In [0]:
#pip install evidently==0.2.0

In [0]:
#%pip install mlflow

In [0]:
#%pip install numpy==1.23.5

In [0]:
#%pip install scikit-learn==0.24.1

In [0]:
import evidently
import pandas as pd
import numpy as np

## Load Model 

In [0]:
import mlflow.pyfunc

# Load the model
model_path = "dbfs:/databricks/mlflow-tracking/1303991687879297/969793f27af7446489a004f6163b7cca/artifacts/model"
model = mlflow.pyfunc.load_model(model_path)

In [0]:
dbutils.fs.ls("/FileStore/tables")

## Load Data

In [0]:
train_data = pd.read_csv("/dbfs/FileStore/tables/train_data.csv")

In [0]:
test_data = pd.read_csv("/dbfs/FileStore/tables/test_data.csv")
test_data.head()

## Validate Results

In [0]:
# Drop the target column (if it exists) to get only features
X_test = test_data.drop(columns=["Diabetes_binary"], errors="ignore")

# Predict using the loaded model
y_pred = model.predict(X_test)

# Add predictions to the test data for evaluation
test_data["Predictions"] = y_pred


In [0]:
from sklearn.metrics import f1_score, classification_report

# Assuming 'Diabetes_binary' is your true label column
y_true = test_data["Diabetes_binary"]
y_pred = test_data["Predictions"]


# classification report
print("\nClassification Report:")
print(classification_report(y_true, y_pred))


## Model Monitoring with Evidently AI 

In [0]:
from evidently.dashboard import Dashboard
from evidently.tabs import DataDriftTab, ClassificationPerformanceTab


In [0]:
train_data.head()

In [0]:
test_data.head()

In [0]:
# Ensure `train_data` has all the required features for prediction
X_train = train_data.drop(columns=["Diabetes_binary"], errors="ignore") 

# Generate predictions using the trained model
train_predictions = model.predict(X_train)

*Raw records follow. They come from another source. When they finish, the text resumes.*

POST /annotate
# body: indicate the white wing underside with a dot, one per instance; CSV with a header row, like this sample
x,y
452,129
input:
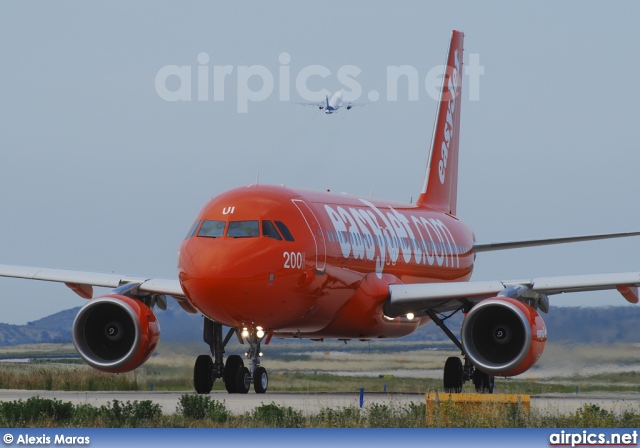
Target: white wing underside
x,y
405,298
162,286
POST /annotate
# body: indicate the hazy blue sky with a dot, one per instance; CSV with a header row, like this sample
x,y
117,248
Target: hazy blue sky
x,y
100,173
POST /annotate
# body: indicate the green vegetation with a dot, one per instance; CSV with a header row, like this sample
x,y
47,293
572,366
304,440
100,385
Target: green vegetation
x,y
202,411
73,377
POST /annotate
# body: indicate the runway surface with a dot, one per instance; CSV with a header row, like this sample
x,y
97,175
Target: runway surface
x,y
311,403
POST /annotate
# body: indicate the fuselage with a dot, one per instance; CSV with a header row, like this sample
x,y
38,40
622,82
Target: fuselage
x,y
314,264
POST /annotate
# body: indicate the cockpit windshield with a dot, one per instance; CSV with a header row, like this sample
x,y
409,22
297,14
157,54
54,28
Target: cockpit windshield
x,y
212,229
243,229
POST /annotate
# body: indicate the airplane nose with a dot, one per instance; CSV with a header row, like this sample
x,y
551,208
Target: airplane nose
x,y
225,279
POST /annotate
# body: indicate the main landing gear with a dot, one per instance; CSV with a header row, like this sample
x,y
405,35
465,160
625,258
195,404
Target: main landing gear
x,y
455,373
237,378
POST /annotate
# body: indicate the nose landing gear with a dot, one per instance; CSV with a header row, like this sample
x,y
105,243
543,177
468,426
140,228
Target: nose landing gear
x,y
237,378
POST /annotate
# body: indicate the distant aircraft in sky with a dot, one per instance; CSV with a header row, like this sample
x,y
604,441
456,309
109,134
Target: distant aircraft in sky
x,y
331,105
269,261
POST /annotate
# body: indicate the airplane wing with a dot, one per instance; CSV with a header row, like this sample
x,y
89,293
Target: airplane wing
x,y
349,104
548,241
82,282
440,297
318,104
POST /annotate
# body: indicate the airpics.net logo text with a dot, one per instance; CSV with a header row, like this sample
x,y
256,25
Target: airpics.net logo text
x,y
254,83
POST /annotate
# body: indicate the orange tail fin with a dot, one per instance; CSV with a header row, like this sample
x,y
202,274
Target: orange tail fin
x,y
440,188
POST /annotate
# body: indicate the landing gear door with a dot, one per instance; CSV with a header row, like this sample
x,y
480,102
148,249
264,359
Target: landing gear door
x,y
316,233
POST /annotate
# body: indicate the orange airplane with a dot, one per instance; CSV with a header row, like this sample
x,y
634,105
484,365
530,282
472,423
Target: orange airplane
x,y
269,261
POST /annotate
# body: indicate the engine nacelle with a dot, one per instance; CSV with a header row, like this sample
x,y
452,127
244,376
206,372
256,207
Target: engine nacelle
x,y
503,336
114,333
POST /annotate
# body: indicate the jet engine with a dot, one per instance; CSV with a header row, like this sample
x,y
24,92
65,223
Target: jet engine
x,y
114,333
503,336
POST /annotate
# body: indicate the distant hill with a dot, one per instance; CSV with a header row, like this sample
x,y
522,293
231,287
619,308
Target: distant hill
x,y
565,325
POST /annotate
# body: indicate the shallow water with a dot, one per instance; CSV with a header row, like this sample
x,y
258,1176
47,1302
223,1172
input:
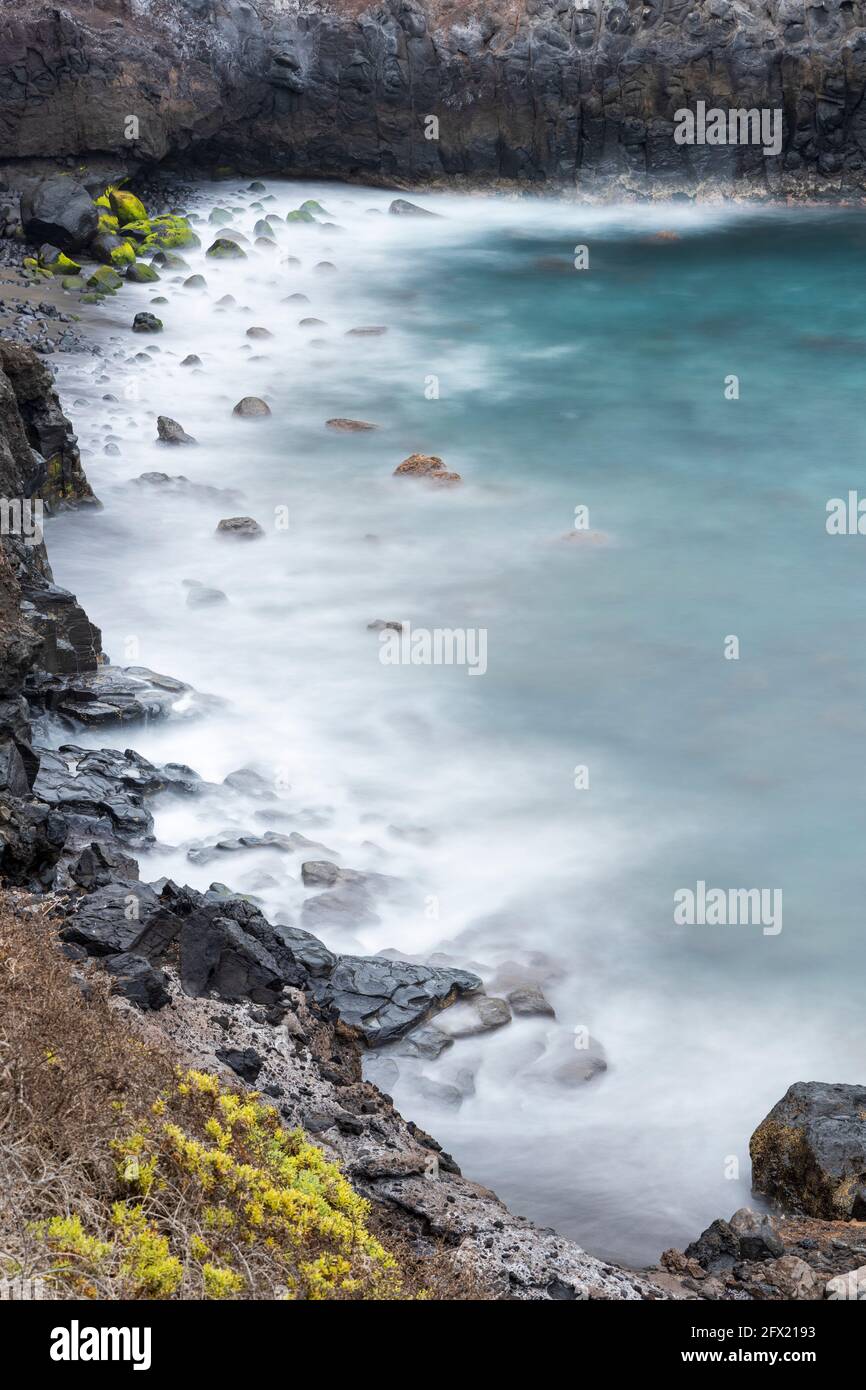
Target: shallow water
x,y
556,388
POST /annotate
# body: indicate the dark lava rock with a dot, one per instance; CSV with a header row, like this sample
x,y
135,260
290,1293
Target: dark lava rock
x,y
109,695
716,1248
146,323
809,1154
138,980
252,407
121,918
243,1061
382,1000
402,207
59,210
170,431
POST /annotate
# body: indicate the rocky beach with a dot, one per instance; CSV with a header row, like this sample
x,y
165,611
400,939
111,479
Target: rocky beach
x,y
237,277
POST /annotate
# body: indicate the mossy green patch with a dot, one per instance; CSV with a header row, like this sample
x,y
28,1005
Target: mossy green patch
x,y
104,280
223,249
141,274
125,206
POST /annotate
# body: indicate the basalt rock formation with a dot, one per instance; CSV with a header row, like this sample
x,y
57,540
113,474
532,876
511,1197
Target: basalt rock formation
x,y
412,91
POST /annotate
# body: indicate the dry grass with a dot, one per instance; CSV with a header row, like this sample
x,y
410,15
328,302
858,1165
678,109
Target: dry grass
x,y
123,1176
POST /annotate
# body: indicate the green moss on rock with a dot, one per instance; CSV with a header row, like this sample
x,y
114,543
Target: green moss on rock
x,y
141,274
224,249
125,206
104,280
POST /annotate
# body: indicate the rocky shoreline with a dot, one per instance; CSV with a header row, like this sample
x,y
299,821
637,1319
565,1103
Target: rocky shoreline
x,y
519,95
270,1005
260,1002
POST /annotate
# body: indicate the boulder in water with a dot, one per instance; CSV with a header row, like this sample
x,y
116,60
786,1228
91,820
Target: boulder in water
x,y
426,466
402,207
146,323
809,1153
252,407
349,426
245,528
171,432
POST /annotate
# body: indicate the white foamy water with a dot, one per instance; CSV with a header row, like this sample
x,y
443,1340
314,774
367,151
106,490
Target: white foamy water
x,y
463,787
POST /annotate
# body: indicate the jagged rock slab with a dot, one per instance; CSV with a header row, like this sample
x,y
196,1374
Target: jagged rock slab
x,y
116,695
809,1153
381,1000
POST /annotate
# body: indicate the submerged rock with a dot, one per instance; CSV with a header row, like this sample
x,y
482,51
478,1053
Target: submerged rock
x,y
242,527
349,426
170,431
402,207
476,1016
113,695
426,466
809,1153
382,1000
252,407
146,323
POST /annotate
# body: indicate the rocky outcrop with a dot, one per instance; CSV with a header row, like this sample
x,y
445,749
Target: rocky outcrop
x,y
413,91
772,1258
809,1154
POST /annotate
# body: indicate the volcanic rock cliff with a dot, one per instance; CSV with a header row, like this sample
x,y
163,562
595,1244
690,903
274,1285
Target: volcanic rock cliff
x,y
524,91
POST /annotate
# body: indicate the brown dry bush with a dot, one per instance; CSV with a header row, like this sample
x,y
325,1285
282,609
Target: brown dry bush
x,y
88,1109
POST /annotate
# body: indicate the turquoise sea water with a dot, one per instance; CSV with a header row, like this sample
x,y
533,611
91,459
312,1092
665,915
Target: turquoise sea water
x,y
556,388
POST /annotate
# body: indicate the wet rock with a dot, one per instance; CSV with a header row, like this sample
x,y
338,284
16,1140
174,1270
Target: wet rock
x,y
146,323
138,982
809,1154
121,918
245,1062
439,1093
249,781
99,863
851,1285
382,1000
402,207
756,1235
716,1250
426,466
141,274
225,248
476,1016
170,431
788,1278
113,695
245,528
427,1041
252,407
271,840
200,595
530,1001
60,210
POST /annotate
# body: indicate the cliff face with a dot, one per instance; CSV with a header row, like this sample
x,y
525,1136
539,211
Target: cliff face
x,y
523,89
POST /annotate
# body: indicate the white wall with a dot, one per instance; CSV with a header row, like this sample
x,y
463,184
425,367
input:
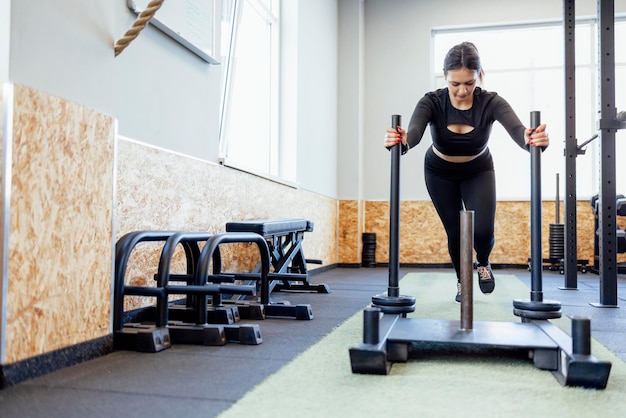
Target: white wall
x,y
160,92
64,48
350,71
5,39
165,94
398,72
317,96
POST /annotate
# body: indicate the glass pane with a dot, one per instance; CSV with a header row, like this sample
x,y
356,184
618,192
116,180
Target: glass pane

# Add predictions to the train_data
train_data["prediction"] = train_predictions


In [0]:
# Rename 'Diabetes_binary' to 'target' in train_data and test_data
train_data.rename(columns={"Diabetes_binary": "target"}, inplace=True)
test_data.rename(columns={"Diabetes_binary": "target"}, inplace=True)
test_data.rename(columns={"Predictions": "prediction"}, inplace=True)

# Verify the changes
print("Train Data Columns:", train_data.columns)
print("Test Data Columns:", test_data.columns)

In [0]:
from evidently.dashboard import Dashboard
from evidently.tabs import DataDriftTab, ClassificationPerformanceTab

# Create the Evidently dashboard
dashboard = Dashboard(tabs=[DataDriftTab(), ClassificationPerformanceTab()])

# Calculate metrics for monitoring
dashboard.calculate(train_data, test_data)

# Save the Evidently dashboard to an HTML file
dashboard.save("/dbfs/FileStore/evidently_dashboard.html")

Download link: https://3715126558473529.9.gcp.databricks.com/files/evidently_dashboard.html

## Change 2 features: Swap Smoke and Stroke columns

In [0]:
print(test_data['Smoker'].value_counts())
print(test_data['Stroke'].value_counts())

In [0]:
test_data[['Smoker', 'Stroke']].hist(figsize=(10, 5))

## Swap Smoker and Stroke columns
By swapping the stroke and smoker columns, we will create a dataset with mostly smokers and even dsitribution of stroke cases

In [0]:
#copy test data 
test_data_swap = test_data.copy()

In [0]:
#drop prediction column
test_data_swap = test_data_swap.drop(columns=['prediction'])
test_data_swap.head()

In [0]:
test_data_swap[["Smoker", "Stroke"]] = test_data_swap[["Stroke", "Smoker"]]

In [0]:
print(test_data_swap['Smoker'].value_counts())
print(test_data_swap['Stroke'].value_counts())

In [0]:
# Drop the target column (if it exists) to get only features
X_test_swap = test_data_swap.drop(columns=["target"], errors="ignore")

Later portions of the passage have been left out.